Dan yang mindblowing, mereka dipercaya.
Bahkan, kadang lebih dipercaya dibanding akun resmi pemerintah yang tampilannya lebih mirip poster digital ketimbang etalase interaksi publik. Di kolom komentar homeless media, warga ramai-ramai berdiskusi, mengeluh, mengadu, bahkan sesekali saling menguatkan. Sementara di akun resmi pemerintah, yang terlihat hanya beberapa unggahan penuh jargon, dan komentar netizen yang entah direspon entah tidak.
Fenomena Baru Bernama "Homeless Media"
Fenomena homeless media---istilah yang semakin populer di kalangan pegiat komunikasi---menggambarkan bagaimana masyarakat digital hari ini tidak lagi terpaku pada kanal-kanal berita konvensional.
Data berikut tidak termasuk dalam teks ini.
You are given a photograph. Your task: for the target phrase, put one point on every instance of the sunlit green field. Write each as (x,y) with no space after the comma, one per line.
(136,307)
Warga tidak peduli siapa pemilik medianya, asalkan isinya cepat, relevan, dan (terasa) jujur. Bahkan, verifikasi biru dari Instagram cukup menjadi jaminan kredibilitas.
Apalagi kalau akun tersebut sering "angkat suara rakyat", misalnya menyoroti jalan rusak, keluhan pelayanan publik, atau bahkan isu-isu sosial yang selama ini kurang disentuh oleh pemerintah.
Lalu bagaimana respon pemerintah?
Pemerintah (Masih) Sibuk Menyusun SOP
Pemerintah sesungguhnya cukup sadar bahwa media sosial bukan sekadar tempat posting kegiatan, namun juga ruang dialog. Hanya saja, seolah masalahnya masih berkutat di seputar kekurangan SDM, belum adanya SOP, lambatnya koordinasi antar-OPD, dan minimnya kapasitas tim medsos untuk merespons cepat dengan empati dan akurasi.
Padahal, aktivitas warga di media sosial meningkat pesat, dan mereka datang dengan ekspektasi tinggi: ingin didengar, ditanggapi, dan dipercaya.
Sayangnya, harapan itu justru dipenuhi oleh homeless media, bukan pemerintah.